Still, it was a magnificent thing, at last, to ride out at the head of the cavalcade, by the side of a tall warrior, as the one boy of all that band who was on first-rate terms with the pale-faces and knew perfectly the trail leading to them. As for that, any red man of them all could have followed the tracks of the wagon-wheels, even at night, but Two Arrows had no idea of surrendering that part of his growing importance. It would have done Na-tee-kah's proud heart good to have seen him in particular, and it would have been well worth the while of almost anybody else to have had a good look at the whole affair, as the motley array poured out into the moonlight from under the shadowy cover of the primeval forest.

There were no sleepy ones except the pappooses, and they could sleep under the tightly-drawn blankets upon the backs of their mothers as well as anywhere else. All the rest were more or less hardened to the quick changes and migrations of the kind of life into which they had been born. They were not likely to be injured by being kept up pretty late for one night, and there was no need that anybody should walk, now that their four-footed wealth had returned.

Two Arrows thought of that, and he could hardly help reminding some of his friends of his share in so good a thing. He received a reply from one gray-headed warrior which sounded very much like a snub:

"Ugh! Two Arrows. Red-head. Boys find pony first. Pony there. Brave find next day. Boy talk too much. Kill 'Pache like warrior. Then talk a heap. Show scalp. Whoop. Ugh!"

As for war and that sort of thing, there was no need for anybody to stir the ambition of Two Arrows up to a greater heat. He was ready enough now to do the wildest and rashest things he could think of. He felt as if he were out upon his first war-path, and that there must be somewhere a great heap of glory preparing for him.

The Nez Percé camp had been broken up with great celerity, and no time had been lost, but after all the summons to move had come upon them most unexpectedly. There had been a great deal to do and but a dim light to do it by, and so it was pretty late before the picturesque caravan was in motion.

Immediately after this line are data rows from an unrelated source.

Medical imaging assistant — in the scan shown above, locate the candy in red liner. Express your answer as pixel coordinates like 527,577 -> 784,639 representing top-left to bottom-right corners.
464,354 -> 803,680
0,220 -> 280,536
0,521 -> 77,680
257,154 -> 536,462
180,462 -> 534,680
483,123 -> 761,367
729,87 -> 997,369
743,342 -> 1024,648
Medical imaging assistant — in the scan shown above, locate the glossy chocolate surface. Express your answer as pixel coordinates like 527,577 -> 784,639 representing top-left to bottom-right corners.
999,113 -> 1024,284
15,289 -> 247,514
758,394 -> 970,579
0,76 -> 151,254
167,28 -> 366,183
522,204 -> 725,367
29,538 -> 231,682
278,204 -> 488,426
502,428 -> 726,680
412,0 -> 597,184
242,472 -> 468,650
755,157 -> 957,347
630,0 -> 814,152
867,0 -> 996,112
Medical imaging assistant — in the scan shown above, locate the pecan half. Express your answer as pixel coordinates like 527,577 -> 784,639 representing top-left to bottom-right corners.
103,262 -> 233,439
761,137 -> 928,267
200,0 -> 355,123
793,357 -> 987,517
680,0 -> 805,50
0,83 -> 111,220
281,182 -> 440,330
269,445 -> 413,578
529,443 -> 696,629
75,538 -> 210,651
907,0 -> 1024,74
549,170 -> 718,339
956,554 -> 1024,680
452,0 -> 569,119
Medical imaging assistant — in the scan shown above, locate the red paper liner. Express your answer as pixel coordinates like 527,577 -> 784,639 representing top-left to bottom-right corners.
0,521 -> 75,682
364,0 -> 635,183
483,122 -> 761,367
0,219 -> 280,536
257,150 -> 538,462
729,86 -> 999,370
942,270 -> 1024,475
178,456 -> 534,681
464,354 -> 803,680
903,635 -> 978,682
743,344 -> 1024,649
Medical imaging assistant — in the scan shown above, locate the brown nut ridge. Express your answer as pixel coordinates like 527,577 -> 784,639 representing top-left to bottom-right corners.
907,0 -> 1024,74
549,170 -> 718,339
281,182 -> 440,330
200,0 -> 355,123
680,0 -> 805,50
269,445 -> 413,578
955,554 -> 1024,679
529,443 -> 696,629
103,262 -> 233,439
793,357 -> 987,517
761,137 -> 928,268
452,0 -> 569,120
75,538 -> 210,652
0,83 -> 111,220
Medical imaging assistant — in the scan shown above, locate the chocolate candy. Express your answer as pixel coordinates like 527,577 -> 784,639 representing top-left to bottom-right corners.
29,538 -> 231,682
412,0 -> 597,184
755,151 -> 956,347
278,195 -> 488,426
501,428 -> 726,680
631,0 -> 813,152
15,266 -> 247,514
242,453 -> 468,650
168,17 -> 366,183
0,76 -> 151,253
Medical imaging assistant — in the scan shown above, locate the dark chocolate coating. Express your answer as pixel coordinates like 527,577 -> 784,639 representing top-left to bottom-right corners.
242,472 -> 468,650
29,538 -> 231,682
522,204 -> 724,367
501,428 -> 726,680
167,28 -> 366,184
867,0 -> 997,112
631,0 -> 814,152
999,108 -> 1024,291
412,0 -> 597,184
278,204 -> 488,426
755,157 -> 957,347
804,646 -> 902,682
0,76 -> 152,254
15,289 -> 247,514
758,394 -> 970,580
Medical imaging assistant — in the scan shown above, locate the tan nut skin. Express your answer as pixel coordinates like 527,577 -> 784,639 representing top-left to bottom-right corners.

It took a line of march towards the mountains until its head struck the well-marked tracks of the loaded wagons, and from that point forward its course required little guiding. By a stern command from Long Bear the utmost silence was maintained, and, after the moon went down, the movement might fairly be said to have been performed in secret. There was no danger that any small squad of Apache scouts would assail so strong a party. Even the squaws and children felt pretty safe, but it was very hard upon the Big Tongue, for that great brave soon found himself in an advanced party, commanded by Long Bear himself, and after that he was under an absolute necessity of not saying anything.